A Question of Trust Between Banks
Maybe the realization that the Fed has no magic wand is what has everyone surprised here.
Already there is speculation that the Fed Cash Proposal May Not Be Enough:
The plan may not matter much, said Richard Yamarone, chief economist at Argus Research in New York. "It doesn't address the underlying problem here, which is trust," Yamarone said. "Banks don't want to lend to each other because they don't know what the counterparties own and, in all actuality, they don't even know what they own and they don't even know how to price it."
What's The Right Question?
Is the question about trust or is the question about insolvency, or is that really the same question?
Sometimes it's hard to know what the proper question even is, but this Question from Todd pretty much sums it up for me:
"Between the coordinated agendas, discount window collateral changes, invisible hands, super-fund conduits, sub-prime bailout plans and now, the biggest act of international economic cooperation since the 9/11 terrorist attacks, you can't help but wonder what the heck the Fed sees that the markets, 5% off their highs, have yet to price in?"
I think that's a rhetorical question, as I discussed in Global Coordinated Panic, but perhaps others disagree.
Given that economists were almost unanimous in predicting a 25 basis point cut, why should there have been such a huge selloff?
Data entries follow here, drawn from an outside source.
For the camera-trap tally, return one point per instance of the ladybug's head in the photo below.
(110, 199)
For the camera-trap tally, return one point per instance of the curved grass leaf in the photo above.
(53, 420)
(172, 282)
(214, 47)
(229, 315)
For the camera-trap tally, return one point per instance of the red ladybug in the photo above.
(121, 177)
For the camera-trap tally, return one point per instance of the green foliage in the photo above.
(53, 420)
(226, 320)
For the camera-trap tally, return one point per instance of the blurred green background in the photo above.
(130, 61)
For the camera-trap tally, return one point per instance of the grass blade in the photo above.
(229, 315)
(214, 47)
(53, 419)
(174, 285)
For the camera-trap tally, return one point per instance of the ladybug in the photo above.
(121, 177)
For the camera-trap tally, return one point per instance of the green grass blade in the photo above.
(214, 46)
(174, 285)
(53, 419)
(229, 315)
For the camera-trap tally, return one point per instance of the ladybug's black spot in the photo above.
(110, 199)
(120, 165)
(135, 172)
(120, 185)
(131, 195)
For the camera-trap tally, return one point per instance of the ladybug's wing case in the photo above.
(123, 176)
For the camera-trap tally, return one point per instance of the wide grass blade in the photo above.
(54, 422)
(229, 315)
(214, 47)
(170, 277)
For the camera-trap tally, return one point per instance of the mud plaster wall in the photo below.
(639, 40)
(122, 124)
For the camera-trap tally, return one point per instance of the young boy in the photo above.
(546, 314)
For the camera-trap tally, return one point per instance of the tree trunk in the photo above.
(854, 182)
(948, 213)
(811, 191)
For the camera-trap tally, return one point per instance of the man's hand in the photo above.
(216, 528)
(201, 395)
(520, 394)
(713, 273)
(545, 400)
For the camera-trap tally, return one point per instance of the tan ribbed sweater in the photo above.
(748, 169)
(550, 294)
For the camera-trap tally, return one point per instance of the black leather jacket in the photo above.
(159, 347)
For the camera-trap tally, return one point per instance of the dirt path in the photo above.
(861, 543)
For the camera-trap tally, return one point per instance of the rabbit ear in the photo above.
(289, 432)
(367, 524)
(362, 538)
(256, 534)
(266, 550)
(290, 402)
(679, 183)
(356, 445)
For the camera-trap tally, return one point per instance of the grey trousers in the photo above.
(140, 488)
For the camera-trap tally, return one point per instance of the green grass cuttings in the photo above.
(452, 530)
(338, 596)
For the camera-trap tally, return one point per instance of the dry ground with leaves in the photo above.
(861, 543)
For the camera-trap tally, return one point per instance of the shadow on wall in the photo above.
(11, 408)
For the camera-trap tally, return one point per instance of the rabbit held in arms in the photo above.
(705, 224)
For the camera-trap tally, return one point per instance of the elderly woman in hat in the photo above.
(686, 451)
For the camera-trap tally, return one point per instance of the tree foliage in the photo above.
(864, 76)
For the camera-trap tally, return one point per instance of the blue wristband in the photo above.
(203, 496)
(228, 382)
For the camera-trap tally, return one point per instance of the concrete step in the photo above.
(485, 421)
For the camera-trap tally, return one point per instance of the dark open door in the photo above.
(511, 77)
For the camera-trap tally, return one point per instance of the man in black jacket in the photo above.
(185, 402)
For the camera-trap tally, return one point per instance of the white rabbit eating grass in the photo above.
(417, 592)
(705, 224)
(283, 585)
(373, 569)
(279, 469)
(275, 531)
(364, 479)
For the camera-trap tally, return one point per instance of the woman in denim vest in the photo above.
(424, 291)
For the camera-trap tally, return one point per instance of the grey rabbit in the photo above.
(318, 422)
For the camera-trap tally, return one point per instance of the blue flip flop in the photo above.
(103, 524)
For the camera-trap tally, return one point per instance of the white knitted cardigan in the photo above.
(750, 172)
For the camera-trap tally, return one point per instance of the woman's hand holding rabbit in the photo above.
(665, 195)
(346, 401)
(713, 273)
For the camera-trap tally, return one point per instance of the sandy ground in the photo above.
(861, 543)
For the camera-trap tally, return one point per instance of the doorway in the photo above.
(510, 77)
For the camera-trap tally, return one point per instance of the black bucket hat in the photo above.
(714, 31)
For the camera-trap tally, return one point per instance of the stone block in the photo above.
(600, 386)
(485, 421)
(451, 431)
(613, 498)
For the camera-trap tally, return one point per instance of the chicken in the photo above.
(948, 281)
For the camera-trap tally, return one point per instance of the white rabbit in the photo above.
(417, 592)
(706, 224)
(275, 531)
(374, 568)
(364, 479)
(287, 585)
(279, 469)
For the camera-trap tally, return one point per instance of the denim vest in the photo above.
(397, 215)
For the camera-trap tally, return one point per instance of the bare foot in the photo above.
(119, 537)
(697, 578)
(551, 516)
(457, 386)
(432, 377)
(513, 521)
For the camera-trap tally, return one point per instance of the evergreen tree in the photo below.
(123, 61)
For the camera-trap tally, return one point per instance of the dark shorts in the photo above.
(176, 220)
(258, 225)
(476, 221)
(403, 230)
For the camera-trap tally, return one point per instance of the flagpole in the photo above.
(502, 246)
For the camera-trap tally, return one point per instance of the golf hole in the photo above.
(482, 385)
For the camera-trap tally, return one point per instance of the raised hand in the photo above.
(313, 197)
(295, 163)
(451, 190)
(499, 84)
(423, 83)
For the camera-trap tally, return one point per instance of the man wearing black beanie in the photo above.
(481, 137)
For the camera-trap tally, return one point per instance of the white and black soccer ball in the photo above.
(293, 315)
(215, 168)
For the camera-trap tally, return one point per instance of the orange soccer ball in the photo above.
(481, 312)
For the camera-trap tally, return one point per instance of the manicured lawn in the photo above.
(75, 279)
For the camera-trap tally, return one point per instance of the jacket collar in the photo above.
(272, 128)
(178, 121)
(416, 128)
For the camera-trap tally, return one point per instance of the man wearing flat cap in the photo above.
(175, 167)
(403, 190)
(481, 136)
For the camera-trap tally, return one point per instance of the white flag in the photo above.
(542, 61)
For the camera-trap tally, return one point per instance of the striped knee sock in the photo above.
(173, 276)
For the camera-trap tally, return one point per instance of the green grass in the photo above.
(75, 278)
And then why the gap and crap with the latest Bernanke surprise party? Was no one really surprised? Was this a pretend surprise? Did everyone want a bigger surprise? Was everyone surprised at 8:30 AM but unsurprised an hour later?
Who was surprised and why?
The questions keep mounting up here. For an entertaining perspective on all these questions I recommend reading Fed's Expected Cut Spurs Shoulda-Woulda-Couldas by Caroline Baum.
So much disappointment in so many quarters over something so expected. Go figure.
- The stock market was disappointed.
- The TV commentators were disappointed.
- Economists were disappointed.
- Money managers were disappointed.
- Even money markets were disappointed with the cut.
- And yours truly was disappointed at the wave of disappointment.
The only people who weren't disappointed but were surprised nonetheless were bond investors, who sent Treasuries soaring.
Maybe all the disappointment was just a dose of reality creeping in. Investors are looking for the magic bullet that would make everything OK, encourage banks to lend (a lower rate would help), heal the wounds in the home-loan market, wipe away the accumulated debt of consumers and put the economy back on track. Alas, there is no such tool in the Fed's arsenal.
That there is no magic wand in the Fed's arsenal should not be such a great revelation but perhaps it is. The number of people that have emailed me recently describing the Fed's ability and willingness to inflate forever and for the market to respond favorably to that stimulus is staggering.
Maybe the realization that the Fed has no magic wand is what has everyone surprised here. And if you can't trust the grand wizard, who can you trust?